In such cases we have only to let the patient smell a single time strongly at a
globule the size of a mustard seed moistened with mercur metall. X, and allow
this olfaction to act for about nine days, in order to make the vital force again
disposed to permit the sulphur (at least the olfaction of tinct. sulph. X°) to


exercise a beneficial influence on itself - a discovery for which we are indepted
to Dr. Griesselich, of Carlsruhe.

§ 246 Sixth Edition

Every perceptibly progressive and strikingly increasing amelioration
during treatment is a condition which, as long as it lasts, completely
precludes every repetition of the administration of any medicine
whatsoever, because all the good the medicine taken continues to
effect is now hastening towards its completion.
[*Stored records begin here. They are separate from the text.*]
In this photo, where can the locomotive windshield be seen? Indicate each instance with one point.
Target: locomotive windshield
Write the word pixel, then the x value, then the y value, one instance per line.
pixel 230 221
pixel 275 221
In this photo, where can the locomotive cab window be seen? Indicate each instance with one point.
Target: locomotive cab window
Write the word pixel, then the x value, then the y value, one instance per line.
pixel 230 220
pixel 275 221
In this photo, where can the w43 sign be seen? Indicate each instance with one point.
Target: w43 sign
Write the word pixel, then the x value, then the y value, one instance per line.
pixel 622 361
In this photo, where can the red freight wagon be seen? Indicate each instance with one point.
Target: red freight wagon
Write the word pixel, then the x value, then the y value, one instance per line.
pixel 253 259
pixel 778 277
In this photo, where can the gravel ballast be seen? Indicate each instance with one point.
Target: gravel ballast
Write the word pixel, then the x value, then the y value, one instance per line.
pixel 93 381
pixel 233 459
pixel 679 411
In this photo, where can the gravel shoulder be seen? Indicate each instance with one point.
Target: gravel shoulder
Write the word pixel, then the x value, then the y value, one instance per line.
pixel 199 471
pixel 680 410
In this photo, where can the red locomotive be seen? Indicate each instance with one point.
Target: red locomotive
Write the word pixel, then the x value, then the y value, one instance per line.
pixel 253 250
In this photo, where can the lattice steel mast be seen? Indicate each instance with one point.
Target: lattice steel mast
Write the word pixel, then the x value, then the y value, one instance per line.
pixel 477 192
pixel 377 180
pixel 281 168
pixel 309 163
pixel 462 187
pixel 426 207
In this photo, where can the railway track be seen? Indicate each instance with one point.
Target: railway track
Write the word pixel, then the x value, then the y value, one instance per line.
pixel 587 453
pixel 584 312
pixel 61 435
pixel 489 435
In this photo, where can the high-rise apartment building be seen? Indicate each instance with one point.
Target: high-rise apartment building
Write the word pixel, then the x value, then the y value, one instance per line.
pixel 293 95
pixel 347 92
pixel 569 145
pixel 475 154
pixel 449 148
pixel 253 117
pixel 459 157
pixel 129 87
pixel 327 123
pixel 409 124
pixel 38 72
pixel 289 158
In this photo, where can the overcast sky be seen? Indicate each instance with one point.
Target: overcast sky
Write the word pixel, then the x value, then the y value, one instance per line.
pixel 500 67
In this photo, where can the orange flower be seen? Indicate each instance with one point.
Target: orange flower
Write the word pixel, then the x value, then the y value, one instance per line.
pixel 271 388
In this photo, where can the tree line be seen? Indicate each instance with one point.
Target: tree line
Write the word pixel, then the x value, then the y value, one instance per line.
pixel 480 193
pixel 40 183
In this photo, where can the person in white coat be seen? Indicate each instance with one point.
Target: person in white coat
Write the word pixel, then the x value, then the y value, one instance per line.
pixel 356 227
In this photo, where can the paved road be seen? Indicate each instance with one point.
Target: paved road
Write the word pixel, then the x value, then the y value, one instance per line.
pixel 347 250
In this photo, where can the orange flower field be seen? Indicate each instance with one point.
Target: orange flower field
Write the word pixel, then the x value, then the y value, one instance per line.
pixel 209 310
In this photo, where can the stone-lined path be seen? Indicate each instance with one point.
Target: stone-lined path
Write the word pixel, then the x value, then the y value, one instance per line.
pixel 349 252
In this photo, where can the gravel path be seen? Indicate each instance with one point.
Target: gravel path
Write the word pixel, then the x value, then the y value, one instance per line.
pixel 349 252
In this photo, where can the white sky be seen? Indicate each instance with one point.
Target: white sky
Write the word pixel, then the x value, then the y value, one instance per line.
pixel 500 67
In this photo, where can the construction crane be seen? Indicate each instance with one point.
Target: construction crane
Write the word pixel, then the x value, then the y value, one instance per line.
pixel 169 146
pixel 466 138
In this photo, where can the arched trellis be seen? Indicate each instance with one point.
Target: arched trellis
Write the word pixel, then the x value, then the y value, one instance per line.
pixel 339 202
This is not
infrequently the cause in acute diseases, but in more chronic
diseases, on the other hand, a single dose of an appropriately selected
homoeopathic remedy will at times complete even with but slowly
progressive improvement and give the help which such a remedy in
such a case can accomplish naturally within 40, 50, 60, 100 days.
This is, however, but rarely the case; and besides, it must be a matter
of great importance to the physician as well as to the patient that
were it possible, this period should be diminished to one-half, one-
quarter, and even still less, so that a much more rapid cure might be
obtained. And this may be very happily affected, as recent and oft-
repeated observations have taught me under the following
conditions: firstly, if the medicine selected with the utmost care was
perfectly homoeopathic; secondly, if it is highly potentized,
dissolved in water and given in proper small dose that experience has
taught as the most suitable in definite intervals for the quickest
accomplishment of the cure but with the precaution, that the degree
of every dose deviate somewhat from the preceding and following in
order that the vital principle which is to be altered to a similar
medicinal disease be not aroused to untoward reactions and revolt as
is always the case 1 with unmodified and especially rapidly repeated

1 What I said in the fifth edition of the organon, in a long note to this paragraph
in order to prevent these undesirable reactions of the vital energy, was all the
experience I then had justified. But during the last four or five years, however,
all these difficulties are wholly solved by my new altered but perfected method.
The same carefully selected medicine may now be given daily and for months, if
necessary in this way, namely, after the lower degree of potency has been used
for one or two weeks in the treatment of chronic disease, advance is made in the
same way to higher degrees, (beginning according to the new dynamization
method, taught herewith with the use of the lowest degrees).

§ 247 Fifth Edition


Under these conditions, the smallest doses of the best selected
homoeopathic medicine may be repeated with the best, often with
incredible results, at intervals of fourteen, twelve, ten, eight, seven
days, and, where rapidity is requisite, in chronic diseases resembling
cases of acute disease, at still shorter intervals, but in acute diseases
at very much shorter periods - every twenty - four, twelve, eight, four
hours, in the very acutest every hour, up to as often as every five
minutes, - in ever case in proportion to the more or less rapid course
of the diseases and of the action of the medicine employed, as is
more distinctly explained in the last note.